Design / Architecture

• Currently, the cliff date cannot be after the vesting start date. In my experience, there are scenarios where companies have a cliff date during a vesting period. Such situations currently could not be handled by VTVL.
• It is not possible for the admin to increase a claim afterwards. I think that this could be limiting in practice. For instance, it can happen that the vesting details of an employee are changed after a promotion.
• After one claim has ended, it is not possible to create another one for the same address, which is also quite limiting in my opinion. Often times, a new vesting period is agreed upon a company and an employee when the previous has ended. Currently, the employee would need to generate another address for that, which is not very user friendly.

Technical Issues

• Using a uint112 for amounts (especially for numTokensReservedForVesting, which is the global sum) can be insufficient for certain tokens. Consider a token with 24 decimals and where one token has a value of 0.0000001 USD. The maximum amount for which the protocol can be used is 2^112 / 10^24 * 0.0000001 USD = 519.23 USD, which is extremely low.

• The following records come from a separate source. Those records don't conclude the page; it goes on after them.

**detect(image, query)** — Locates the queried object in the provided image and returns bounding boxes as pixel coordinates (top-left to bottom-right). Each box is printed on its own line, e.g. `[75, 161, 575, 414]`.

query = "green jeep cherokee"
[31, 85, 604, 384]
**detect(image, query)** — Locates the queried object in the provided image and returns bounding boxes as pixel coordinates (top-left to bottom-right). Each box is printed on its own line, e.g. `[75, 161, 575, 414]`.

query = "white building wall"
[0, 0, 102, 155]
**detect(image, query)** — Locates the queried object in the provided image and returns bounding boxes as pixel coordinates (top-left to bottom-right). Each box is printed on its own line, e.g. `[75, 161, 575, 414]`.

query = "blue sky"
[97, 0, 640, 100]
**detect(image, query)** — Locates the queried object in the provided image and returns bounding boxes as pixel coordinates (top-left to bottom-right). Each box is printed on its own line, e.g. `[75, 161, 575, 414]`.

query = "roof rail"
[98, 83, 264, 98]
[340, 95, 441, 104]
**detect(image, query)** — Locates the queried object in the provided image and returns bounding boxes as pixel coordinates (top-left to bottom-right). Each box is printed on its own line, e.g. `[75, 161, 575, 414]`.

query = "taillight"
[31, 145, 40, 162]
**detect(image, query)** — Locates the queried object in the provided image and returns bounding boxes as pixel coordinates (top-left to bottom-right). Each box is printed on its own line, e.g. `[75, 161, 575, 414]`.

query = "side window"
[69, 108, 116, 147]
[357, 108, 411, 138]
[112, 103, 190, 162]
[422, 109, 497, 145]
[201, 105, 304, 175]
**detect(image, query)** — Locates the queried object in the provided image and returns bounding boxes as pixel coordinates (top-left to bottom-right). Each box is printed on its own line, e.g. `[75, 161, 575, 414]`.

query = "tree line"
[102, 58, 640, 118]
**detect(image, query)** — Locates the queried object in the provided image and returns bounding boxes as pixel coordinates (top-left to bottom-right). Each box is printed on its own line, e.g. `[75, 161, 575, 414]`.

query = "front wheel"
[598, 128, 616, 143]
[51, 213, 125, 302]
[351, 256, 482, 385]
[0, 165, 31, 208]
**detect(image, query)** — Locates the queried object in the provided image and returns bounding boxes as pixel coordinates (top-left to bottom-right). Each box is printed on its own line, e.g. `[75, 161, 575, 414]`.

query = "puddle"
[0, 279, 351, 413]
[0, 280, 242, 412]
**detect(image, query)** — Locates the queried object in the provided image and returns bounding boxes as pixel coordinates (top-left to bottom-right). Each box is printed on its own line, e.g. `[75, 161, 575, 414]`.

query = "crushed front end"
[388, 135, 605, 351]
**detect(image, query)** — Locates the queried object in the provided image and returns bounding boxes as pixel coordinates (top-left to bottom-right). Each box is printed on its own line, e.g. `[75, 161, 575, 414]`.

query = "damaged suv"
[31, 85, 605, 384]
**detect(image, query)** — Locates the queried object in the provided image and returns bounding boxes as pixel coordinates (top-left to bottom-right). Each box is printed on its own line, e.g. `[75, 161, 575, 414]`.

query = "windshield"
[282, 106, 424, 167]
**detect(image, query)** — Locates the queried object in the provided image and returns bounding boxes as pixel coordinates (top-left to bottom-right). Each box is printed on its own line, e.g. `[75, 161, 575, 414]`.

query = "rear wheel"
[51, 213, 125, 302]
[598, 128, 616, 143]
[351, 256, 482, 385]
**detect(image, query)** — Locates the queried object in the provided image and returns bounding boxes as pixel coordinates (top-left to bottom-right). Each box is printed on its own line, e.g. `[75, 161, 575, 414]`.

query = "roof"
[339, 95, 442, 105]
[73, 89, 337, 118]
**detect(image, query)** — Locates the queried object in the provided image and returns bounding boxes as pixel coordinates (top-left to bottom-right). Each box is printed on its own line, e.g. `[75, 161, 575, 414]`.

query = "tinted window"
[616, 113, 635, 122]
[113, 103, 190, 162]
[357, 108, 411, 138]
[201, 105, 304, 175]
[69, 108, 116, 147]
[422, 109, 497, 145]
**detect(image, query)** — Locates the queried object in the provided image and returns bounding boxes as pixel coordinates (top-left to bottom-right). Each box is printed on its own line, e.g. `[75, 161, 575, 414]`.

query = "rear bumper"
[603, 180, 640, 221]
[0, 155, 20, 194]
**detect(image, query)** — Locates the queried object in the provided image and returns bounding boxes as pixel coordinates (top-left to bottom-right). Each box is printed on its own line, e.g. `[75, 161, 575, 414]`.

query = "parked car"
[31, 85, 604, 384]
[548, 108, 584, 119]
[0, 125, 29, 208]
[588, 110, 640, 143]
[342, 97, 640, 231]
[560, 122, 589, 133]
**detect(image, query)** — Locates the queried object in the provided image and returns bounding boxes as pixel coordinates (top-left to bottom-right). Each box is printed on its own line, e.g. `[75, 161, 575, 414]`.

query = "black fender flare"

• The check require(amount <= mintableSupply, "INVALID_AMOUNT"); in VariableSupplyERC20Token.mint is unnecessary, because the subtraction on the next line will underflow anyways if this is not true.
• Decrementing the variable mintableSupply in VariableSupplyERC20Token.mint is not necessary. The remaining mintable supply could always be calculated based on the initialSupply_ (if it would be stored), the maximum supply and the already minted tokens (standard ERC20 variable _totalSupply). The remaining supply is then maxSupply_ - _totalSupply + initialSupply_.
• In VTVLVesting.sol:353, the loop iteration can be marked as unchecked because an overflow is not possible (as the iterator is bounded) and i++ can be replaced with ++i.
• Custom errors could be used instead of string error reasons to save gas.